Initial total momentum = Final total momentum
Let's calculate the initial total momentum of the system:
Initial momentum of ball A = mass of A × initial velocity of A
Initial momentum of A = 0.5 kg × 4 ms-1 = 2 kg ms-1
Initial momentum of ball B = mass of B × initial velocity of B
Initial momentum of B = 0.8 kg × 0 ms-1 = 0 kg ms-1
Initial total momentum = 2 kg ms-1 + 0 kg ms-1 = 2 kg ms-1
Now, let's calculate the final total momentum of the system after the collision:
Final momentum of ball A = mass of A × final velocity of A
Final momentum of A = 0.5 kg × 1 ms-1 = 0.5 kg ms-1
Final momentum of ball B = mass of B × final velocity of B
Let's assume the final velocity of ball B is "v" ms-1.
Final momentum of B = 0.8 kg × v = 0.8v kg ms-1
Final total momentum = 0.5 kg ms-1 + 0.8v kg ms-1 = 0.8v + 0.5 kg ms-1
According to the law of conservation of momentum, initial total momentum = final total momentum:
2 kg ms-1 = 0.8v + 0.5 kg ms-1
Now solve for "v":
2 kg ms-1 - 0.5 kg ms-1 = 0.8v
1.5 kg ms-1 = 0.8v
v = 1.5 kg ms-1 / 0.8
v ≈ 1.875 ms-1
The velocity of ball B after the collision is approximately 1.9 ms-1.
FAQs
1. What are the three laws of motion proposed by Sir Isaac Newton?
Sir Isaac Newton proposed three fundamental principles of motion, which constitute the foundation of classical mechanics:
- Newton's First Law of Motion (Law of Inertia)
- Newton's Second Law of Motion (Law of Acceleration)
- Newton's Third Law of Motion
2. What are the different types of forces?
There are several types of forces, including:
- Contact forces: Such as friction, tension, normal force.
- Non-contact forces: Such as gravity, magnetic force, electrostatic force.
3. What is Newton's First Law of Motion?
Newton's First Law, also known as the Law of Inertia, states that an object will remain at rest or continue moving at a constant velocity unless acted upon by an external force.

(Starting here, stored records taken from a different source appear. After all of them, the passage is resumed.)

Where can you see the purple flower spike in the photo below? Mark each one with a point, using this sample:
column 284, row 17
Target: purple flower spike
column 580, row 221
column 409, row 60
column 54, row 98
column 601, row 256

4. What is the difference between mass and weight?
Mass refers to the quantity of mass in an item that stays constant regardless of its position. Weight, on the other hand, is the force imposed on an item by gravity, which changes with the gravitational attraction acting on the object.
5. What are some examples of circular motion governed by the laws of motion?
Newton's laws can help us understand circular motion. These principles are used, for example, to describe the motion of a satellite circling the Earth or an automobile turning around a curve.